Georgia’s first-year head coach Danna Durante, who has served as both the head coach at Cal and as an assistant coach at Nebraska, has been a part of numerous major conference championships, but knows well the edge competing on podium provides the SEC.
“This absolutely puts the SEC at a distinct advantage for the NCAA Championships,” Durante said. “From a media perspective and the excitement and the tough competition, all of these teams are incredibly talented and well-coached. You are at a much better place when you come out of this meet. I have been a part of the Pac-12 and the Big 12 and those conferences do a great job but, no question, the SEC is leading the pack.”
The SEC also is the only major conference that contests its gymnastics championship at a neutral site, having moved the championship off-campus beginning with the 2001 edition of the event.
“The neutral site concept is great because I think it does lend fairness,” LSU head coach D-D Breaux said. “I think the level of intensity and focus makes this a premiere event. The focus that the conference has made with the off-campus sites and also the tremendous commitment to the podium adds so much to this competition.”
The SEC Gymnastics Championship, which in 2013 returns to Little Rock for the second time in its history, features a two-session format – determined by seeding based on NCAA regional-qualifying scores – for the first time.

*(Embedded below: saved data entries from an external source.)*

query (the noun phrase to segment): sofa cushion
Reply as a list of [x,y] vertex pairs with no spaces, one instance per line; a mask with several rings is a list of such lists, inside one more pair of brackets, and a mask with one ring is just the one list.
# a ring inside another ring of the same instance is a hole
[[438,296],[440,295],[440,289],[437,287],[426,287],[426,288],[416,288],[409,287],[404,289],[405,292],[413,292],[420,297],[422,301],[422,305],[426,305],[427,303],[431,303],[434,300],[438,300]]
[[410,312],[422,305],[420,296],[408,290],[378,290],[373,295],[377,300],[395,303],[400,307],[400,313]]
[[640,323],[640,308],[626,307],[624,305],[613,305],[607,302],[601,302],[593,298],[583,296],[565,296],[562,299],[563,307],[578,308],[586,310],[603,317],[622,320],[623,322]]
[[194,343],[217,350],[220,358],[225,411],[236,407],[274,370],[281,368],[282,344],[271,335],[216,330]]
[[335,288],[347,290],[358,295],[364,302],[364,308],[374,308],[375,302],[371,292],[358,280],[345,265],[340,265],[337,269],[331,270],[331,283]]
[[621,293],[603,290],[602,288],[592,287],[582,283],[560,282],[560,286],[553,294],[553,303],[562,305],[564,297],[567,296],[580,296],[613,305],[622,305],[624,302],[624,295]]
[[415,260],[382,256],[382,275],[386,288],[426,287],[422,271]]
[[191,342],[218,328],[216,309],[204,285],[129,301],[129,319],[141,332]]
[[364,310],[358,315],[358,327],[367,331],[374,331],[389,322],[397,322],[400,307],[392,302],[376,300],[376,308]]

The league’s five through eight seeds compete in Saturday’s afternoon session, which begins at 2 p.m. CT, while the top four seeds compete in the evening session, beginning at 6 p.m. CT.
“Our conference is so strong that, even with two sessions, I think that it is important that all of the teams are included in the SEC Championship,” Patterson said. “For the eight teams that we have in our conference, I feel like we are going to hopefully have at least six teams in the NCAA Championships later on in April. Being a member of the Southeastern Conference, it’s all about competing for pride.”